La verdad desde mi ventana
Está llena de rabia
De un lado está el patriota
Y del otro esta la humanidad
La verdad es confusa y llena de ansiedad
¿Dónde está la gloria al bravo pueblo?
No lo he escuchado más

Las calles se visten de rojo
Pero a veces se engalanan
Con mares de almas vestidas de blanco
Que marchan tras una verdad
Pero no muchos la pueden ver
Y nadie la puede palpar

La verdad desde mi ventana
No está ocultando nada
Las calles se llenan de basura
Y las madres lloran con desolación
Al ver a sus hijos de asfalto
Coloreados con tiza color blanco

Cada día una nueva angustia
Mientras el poder condena el yugo
Otros hacen memoria y cuenta
De una realidad que no vi nunca más
Porque las mentiras se desploman
Frente a una verdad que no se puede ocultar

La verdad desde mi ventana
Se apacigua como mar en calma
De un lado está el patriota
Y del otro esta la humanidad
La verdad es confusa y llena de ansiedad
¿Dónde está la gloria al bravo pueblo?
Los comienzo a escuchar
Me dicen que siguen luchando
Entre la acera y el asfalto.

25 de febrero de 2014

Historia del inocente egoísmo y la estúpida abnegación

En las salas llenas de ansiedad,
ahí, en ellas te observo a tí.
Se miran como una sociedad,
tratando su sentir explicar

Quiero encontrar tu mirada,
pero ella no responde,
ella mira su propio ser.
Sólo ella entiende tu dolor

Un nuevo día empieza
y te vislumbro de nuevo,
veo que aún estás dolido
¡Bailemos una pieza!

Sé que te sientes solito
y también con miedo.
Te entiendo niño listo
y así siempre te he querido.

No quiero quedarme así,
pero no queda nada más.
Ansío un roce tuyo, sí.
Sin que pase nunca jamás...

Las luces se van y vienen,
recuerdos también chocan
los que en mi cabeza retumban:
imágenes, sonidos.

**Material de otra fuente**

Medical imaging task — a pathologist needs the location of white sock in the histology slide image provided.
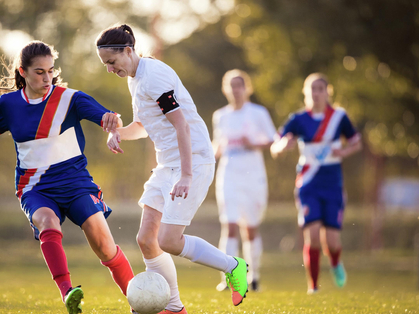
[144,252,183,312]
[219,237,239,284]
[243,235,263,281]
[219,235,239,256]
[179,235,237,273]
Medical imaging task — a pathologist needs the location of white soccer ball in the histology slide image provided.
[127,271,170,314]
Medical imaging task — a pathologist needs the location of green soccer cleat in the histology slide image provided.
[330,263,346,288]
[226,257,248,306]
[64,286,84,314]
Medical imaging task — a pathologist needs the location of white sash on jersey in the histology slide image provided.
[16,88,81,169]
[296,108,345,187]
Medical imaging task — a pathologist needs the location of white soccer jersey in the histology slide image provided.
[128,58,215,167]
[213,102,276,171]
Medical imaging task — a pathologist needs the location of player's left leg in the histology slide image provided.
[325,228,347,287]
[81,212,134,295]
[303,221,322,294]
[241,226,263,291]
[322,187,347,287]
[158,223,247,306]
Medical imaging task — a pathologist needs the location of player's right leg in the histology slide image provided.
[303,221,322,294]
[325,228,347,288]
[25,191,75,301]
[216,223,239,291]
[137,205,186,314]
[81,210,134,295]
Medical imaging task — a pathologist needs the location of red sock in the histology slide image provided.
[39,229,71,300]
[329,249,342,267]
[303,245,320,289]
[101,245,134,295]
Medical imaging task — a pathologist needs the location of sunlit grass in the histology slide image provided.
[0,242,419,314]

Se pierden.

Una gran presión empuja mi cuerpo
y hace que se sienta débil y decaido
yo seguiré aquí cuando todos se hayan ido
hasta que mi baile vaya a destiempo.

Cada noche miro las nubes
que cubren en su sueño a la luna.
Esa dama tan blanca y su cuna
que abraza a todos los funebres.

Veo a todos mirar sus sentimientos,
enajenados con sus lamentos.
Recuerdo que mi sentir no fue visto.
Ni por mi, ni por ajenos, ¡Qué listo!

Yo sé que te sientes triste,
yo también me sentía así
Se de la angustia que lloraste,
sé cuánto deseas el irte de aquí.

Mi niño se cuanto te duele el ir
y cuanto duele el sólo fingir.
Mi niño, eso no es nuevo para mí,
que del engaño, he sido un martir.

Antes me enorgullecía el no mostrar
ni un titubeo frente a tí.
Ahora me duele, cuánto me duele
el no haberme apoyado en tí.


Mientras las sombras del sentir se oscurecen
yo añoro el poder verte a tí, al mundo,
sin que mi vista ni ojos se conduelan y se nublen.
Sin que mi corazón, ni mi mente te extrañen
y pidan un día más junto a tí.

Sin que tú, me dejes morir un día más.